Could people use them for money? Yes, but people can use anything for money: shoes, shells, flash drives, or books. Whether something is money or not depends on the intentions behind the exchange. Do you acquire something to consume it? It is not money. Do you acquire something in order to trade it for something else? In that case, it takes on money-like properties.

It is wholly understandable that people have doubts about the future of the paper dollar. Many people are seeking alternatives, in their own financial interest. What this proprietor did was provide something that turned out to be a possible alternative to the dollar. And for that, and that alone, he is being hounded and destroyed.

His name is Bernard von NotHaus and he is 67 years old. In the course of the proceedings, he was called every name imaginable. He was called a crook, a terrorist, a crank, and a crazy man. What he actually did, however, should be fully legal and encouraged in any nation, in all times and all places.

A nation that is confident about its money's future would not fear currency competition. A nation with a dying money uses every possible means to crush the competition. That is precisely what is happening in the case of the so-called Liberty Dollar.

What's striking here is that no one believes there is any reason to argue the point. It is obvious to his persecutors that he is a criminal. "He's playing on a core idea of the radical right, that evil bankers in the Federal Reserve are ripping you off by controlling the money supply," said Mark Potok of the Southern Poverty Law Center. "He very much exists in the world of the anti-government patriot movement, whatever he may say. That's who his customers are."

And what is the interest of the SLPC in this case? This is a group that claims to be about stopping hate and racism — and this has something to do with opposing poverty. And yet here they are intervening in a case in which a man is actually trying to prevent people from being impoverished. As for the Fed, it is not exactly an act of hate to point out that the Fed controls the money supply. Bernanke himself admits this!

The government has made no bones about the foundation of its case. Citing a Civil War–era law, prosecutors say that it is a crime to compete with the official dollar. Note that they are not citing the US Constitution, which nowhere prevents such a thing. In fact, private coinage has a rich history in the United States. It was essential when the West was being settled. Providing coinage services was as common as any other trade.

But since 1971, when the dollar became all paper, there has been a sense that its viability needs the backing of federal guns in order to thrive. This attitude is inconsistent with freedom. The right of private coinage is an essential part of free enterprise. Currency competition, especially in a digital age, is something that every country needs.

As Seth Lipsky wrote in the Wall Street Journal, "Certainly it's a loser's game to suppress private money that is sound in order to protect government-issued money that is unsound."
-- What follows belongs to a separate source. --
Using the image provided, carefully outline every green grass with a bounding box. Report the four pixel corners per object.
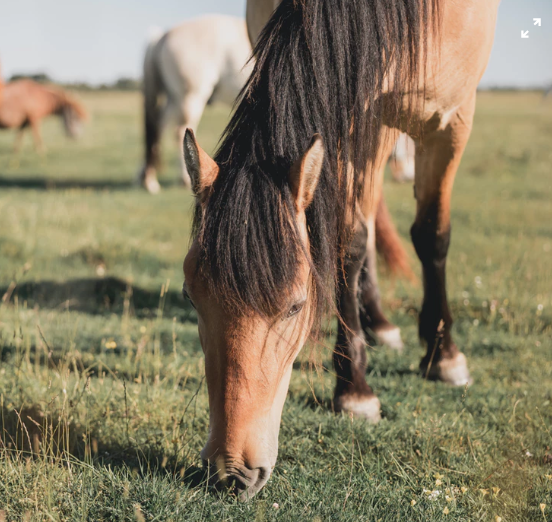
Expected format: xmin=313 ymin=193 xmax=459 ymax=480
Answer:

Precisely. As Lipsky points out, NotHaus operated very close to the line in terms of legality. He put the dollar sign on his coins, for example, and sold them with numbers. I can't comment on his business dealings or the integrity of his operations. But this much is clear: the grounds on which he is being hounded are egregious and tyrannical.

Allowing for alternative currencies is not terrorism. It is a path to monetary reform, merely an application of the principle of free enterprise to a sector that should have never fallen so completely to government control. The people who are working to provide alternatives should not be jailed; they should be celebrated in every country that values freedom.